Although previous studies have reported the prognostic utility of the percentage of NK cells in patients with gastric cancer, the results obtained were inconsistent. Pernot et al. [32] showed that gastric cancer patients with a high percentage of circulating NK cells exhibit better OS than patients with a low percentage. Similarly, Rosso et al. [31] showed that the NK cell percentage in tissues acted as an independent prognostic predictor for gastric cancer patients. In contrast, Yu et al. [14] observed that the circulating NK cells were increased in gastric cancer patients compared to those in healthy controls; however, the percentage of NK cells did not correlate with the survival of patients. Akagi et al. [33] have shown similar results. Thus, the correlation between the percentage of NK cells and survival of patients with gastric cancer remains unclear. The present study provides evidence that the percentage of NK cells is correlated with the survival of gastric cancer patients.

The strength of our study was the relatively large cohort with data from extended follow-up appointments. However, there are some limitations to this study. First, the data originated from patients at a single-center setting, thereby decreasing the generalizability of our findings. Second, the design of this study was of a retrospective nature, which could have introduced bias and reduced the reliability of the results.
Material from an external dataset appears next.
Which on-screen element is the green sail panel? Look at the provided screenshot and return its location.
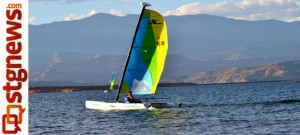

Third, owing to the limited data, some well-known risk factors for gastric cancer, such as Helicobacter pylori and genetic factors, were not included in the analysis, which might have affected the accuracy of the results. Fourth, due to lack of data, we could not compare the differences in baseline characteristics (including tumor grade and past medical history). Therefore, using data from a larger and well-defined prospective cohort will help confirm our findings.


This study demonstrated that the percentage of peripheral NK cells is correlated with the survival of gastric cancer patients, and could be a promising prognostic biomarker. However, these results need further validation owing to the study limitations.